Nicotine Does Not Reduce Blood Flow to Healthy Bone in Rats
John T. Fleming, PhD, Stephen A. Lobo, MD, Chandler H. Park, MD, Sharon A. Gordon, MS, Craig S. Roberts, MD, and P. P. Rowell, PhD
Dr. Fleming is Associate Professor, Department of Physiology and Biophysics, University of Louisville School of Medicine, Louisville, Kentucky.
Dr. Lobo and Dr. Park are Residents. They were Graduate Students, Department of Physiology and Biophysics, University of Louisville School of Medicine, Louisville, Kentucky, at the time the article was written.
Ms. Gordon is Graduate Student, Department of Physiology and Biophysics, Dr. Roberts is Professor, Department of Orthopedic Surgery, and Dr.
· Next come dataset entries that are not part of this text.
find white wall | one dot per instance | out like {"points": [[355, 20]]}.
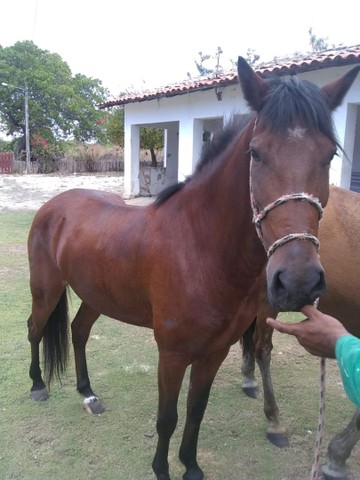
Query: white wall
{"points": [[191, 109]]}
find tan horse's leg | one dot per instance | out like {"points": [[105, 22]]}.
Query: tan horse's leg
{"points": [[340, 448], [80, 328], [203, 372]]}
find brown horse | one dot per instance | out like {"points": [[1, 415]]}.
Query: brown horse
{"points": [[339, 236], [189, 266]]}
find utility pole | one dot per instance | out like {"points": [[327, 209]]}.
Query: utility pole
{"points": [[26, 113], [27, 131]]}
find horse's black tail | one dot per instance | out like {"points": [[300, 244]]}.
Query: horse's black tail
{"points": [[56, 341]]}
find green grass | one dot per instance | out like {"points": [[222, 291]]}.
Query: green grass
{"points": [[58, 440]]}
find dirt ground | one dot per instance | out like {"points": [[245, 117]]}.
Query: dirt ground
{"points": [[29, 192]]}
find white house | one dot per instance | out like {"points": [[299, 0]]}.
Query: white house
{"points": [[189, 109]]}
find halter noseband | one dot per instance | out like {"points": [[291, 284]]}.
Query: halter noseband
{"points": [[259, 215]]}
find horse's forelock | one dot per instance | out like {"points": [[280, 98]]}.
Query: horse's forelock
{"points": [[291, 101]]}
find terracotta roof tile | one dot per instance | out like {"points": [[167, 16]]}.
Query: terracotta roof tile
{"points": [[278, 67]]}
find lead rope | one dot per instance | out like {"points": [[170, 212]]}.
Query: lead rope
{"points": [[315, 474]]}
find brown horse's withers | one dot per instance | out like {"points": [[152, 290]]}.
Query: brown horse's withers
{"points": [[189, 266]]}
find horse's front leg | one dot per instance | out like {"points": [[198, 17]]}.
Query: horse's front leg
{"points": [[80, 328], [203, 372], [250, 385], [171, 370], [276, 433], [340, 448]]}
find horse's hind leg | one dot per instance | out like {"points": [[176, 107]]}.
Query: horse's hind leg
{"points": [[48, 321], [340, 448], [38, 390], [81, 327], [202, 375]]}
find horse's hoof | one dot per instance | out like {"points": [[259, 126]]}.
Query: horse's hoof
{"points": [[39, 395], [329, 474], [93, 405], [193, 474], [252, 392], [280, 440]]}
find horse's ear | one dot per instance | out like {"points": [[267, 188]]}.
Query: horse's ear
{"points": [[336, 90], [253, 86]]}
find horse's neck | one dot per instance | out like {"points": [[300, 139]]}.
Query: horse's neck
{"points": [[220, 201]]}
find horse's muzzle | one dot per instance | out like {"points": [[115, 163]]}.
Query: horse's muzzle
{"points": [[290, 288]]}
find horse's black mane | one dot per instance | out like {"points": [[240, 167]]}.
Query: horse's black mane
{"points": [[287, 103], [292, 101]]}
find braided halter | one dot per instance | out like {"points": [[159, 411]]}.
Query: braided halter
{"points": [[259, 215]]}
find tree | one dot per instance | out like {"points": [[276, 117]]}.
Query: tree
{"points": [[60, 105], [217, 68], [318, 44]]}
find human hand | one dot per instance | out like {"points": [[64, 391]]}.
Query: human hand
{"points": [[318, 333]]}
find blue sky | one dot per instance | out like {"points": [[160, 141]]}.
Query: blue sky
{"points": [[143, 43]]}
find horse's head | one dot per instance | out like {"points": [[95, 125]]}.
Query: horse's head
{"points": [[292, 144]]}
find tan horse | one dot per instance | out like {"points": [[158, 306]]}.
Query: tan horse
{"points": [[340, 255]]}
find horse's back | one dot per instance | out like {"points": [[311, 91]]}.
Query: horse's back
{"points": [[90, 240]]}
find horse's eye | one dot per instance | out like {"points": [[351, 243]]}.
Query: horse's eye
{"points": [[254, 155]]}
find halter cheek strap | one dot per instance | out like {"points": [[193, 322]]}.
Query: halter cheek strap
{"points": [[259, 215]]}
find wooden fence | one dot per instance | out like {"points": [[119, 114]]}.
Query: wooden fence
{"points": [[6, 162]]}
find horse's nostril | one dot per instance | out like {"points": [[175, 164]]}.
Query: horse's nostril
{"points": [[278, 284]]}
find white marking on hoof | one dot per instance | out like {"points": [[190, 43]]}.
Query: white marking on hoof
{"points": [[91, 399]]}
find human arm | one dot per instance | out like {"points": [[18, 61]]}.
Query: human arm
{"points": [[318, 333], [325, 336]]}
Rowell is Professor, Department of Pharmacology and Toxicology, University of Louisville School of Medicine, Louisville, Kentucky.
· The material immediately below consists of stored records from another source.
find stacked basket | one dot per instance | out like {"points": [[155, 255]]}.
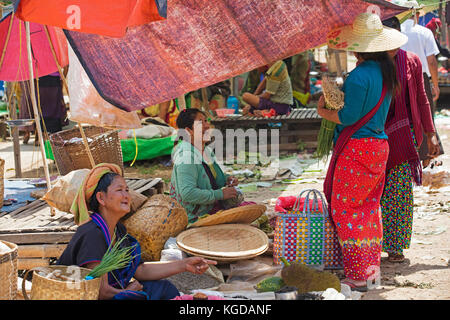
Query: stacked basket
{"points": [[45, 288], [8, 271], [70, 152], [2, 181], [158, 219]]}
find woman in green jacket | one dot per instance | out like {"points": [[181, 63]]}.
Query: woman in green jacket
{"points": [[198, 183]]}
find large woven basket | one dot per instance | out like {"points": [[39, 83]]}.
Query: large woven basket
{"points": [[70, 152], [50, 289], [241, 215], [2, 181], [8, 272], [159, 218], [224, 242]]}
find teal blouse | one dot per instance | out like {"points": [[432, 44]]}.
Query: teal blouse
{"points": [[362, 90], [190, 184]]}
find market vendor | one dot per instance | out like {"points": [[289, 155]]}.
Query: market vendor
{"points": [[273, 92], [101, 202], [198, 183]]}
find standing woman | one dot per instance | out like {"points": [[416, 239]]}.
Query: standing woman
{"points": [[355, 177], [409, 116]]}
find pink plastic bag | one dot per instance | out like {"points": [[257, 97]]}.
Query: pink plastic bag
{"points": [[285, 204]]}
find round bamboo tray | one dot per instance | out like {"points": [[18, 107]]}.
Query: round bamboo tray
{"points": [[226, 260], [241, 215], [224, 241], [43, 288], [8, 272]]}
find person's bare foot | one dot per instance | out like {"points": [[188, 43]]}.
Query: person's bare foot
{"points": [[425, 163], [355, 285]]}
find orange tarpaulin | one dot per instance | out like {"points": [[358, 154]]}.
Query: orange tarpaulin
{"points": [[203, 42], [105, 17]]}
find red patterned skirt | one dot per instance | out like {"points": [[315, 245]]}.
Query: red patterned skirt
{"points": [[357, 188]]}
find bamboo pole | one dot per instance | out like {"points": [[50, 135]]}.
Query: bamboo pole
{"points": [[12, 109], [15, 132], [61, 73], [34, 103]]}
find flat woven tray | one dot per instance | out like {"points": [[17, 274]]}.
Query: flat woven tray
{"points": [[242, 215], [225, 241], [222, 259]]}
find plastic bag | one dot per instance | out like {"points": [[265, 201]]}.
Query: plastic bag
{"points": [[285, 204], [87, 106]]}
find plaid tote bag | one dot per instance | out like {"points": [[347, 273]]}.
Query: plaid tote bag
{"points": [[305, 233]]}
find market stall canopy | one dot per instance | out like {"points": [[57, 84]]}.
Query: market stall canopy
{"points": [[105, 17], [205, 42], [13, 48]]}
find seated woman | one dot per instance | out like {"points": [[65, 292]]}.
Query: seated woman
{"points": [[277, 93], [105, 193], [198, 183]]}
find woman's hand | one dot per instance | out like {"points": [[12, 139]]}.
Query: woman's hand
{"points": [[321, 105], [229, 192], [134, 286], [433, 145], [232, 181], [197, 265]]}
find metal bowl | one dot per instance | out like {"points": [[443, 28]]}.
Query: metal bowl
{"points": [[20, 122]]}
Given the increased incidence of orthopedic complications among smokers, we tested the null hypothesis that nicotine, the most vasoactive substance in cigarettes, does not reduce blood flow to long bones. Nicotine was administered to adult rats at a rate of 2.4 or 3.6 mg/kg/d for 2 weeks to determine if nicotine has a dose-dependent effect on bone blood flow. Control rats received nicotine-free solution. After 2 weeks, the rats were anesthetized. The microsphere technique was used to measure flow to femurs and tibias. Blood was collected to measure plasma nicotine. The lower dose established a plasma level of 14 ng/mL (SEM, 4 ng/mL); the higher dose elevated nicotine to 43 ng/mL (SEM, 11 ng/mL). Neither dose altered blood flow to tibias or femurs. A higher dose or longer treatment may be required to reduce bone blood flow. Alternatively, nicotine may not reduce blood flow to healthy bone at any dose but may delay bone healing by other mechanisms (ie, inhibiting angiogenesis and/or osteogenesis).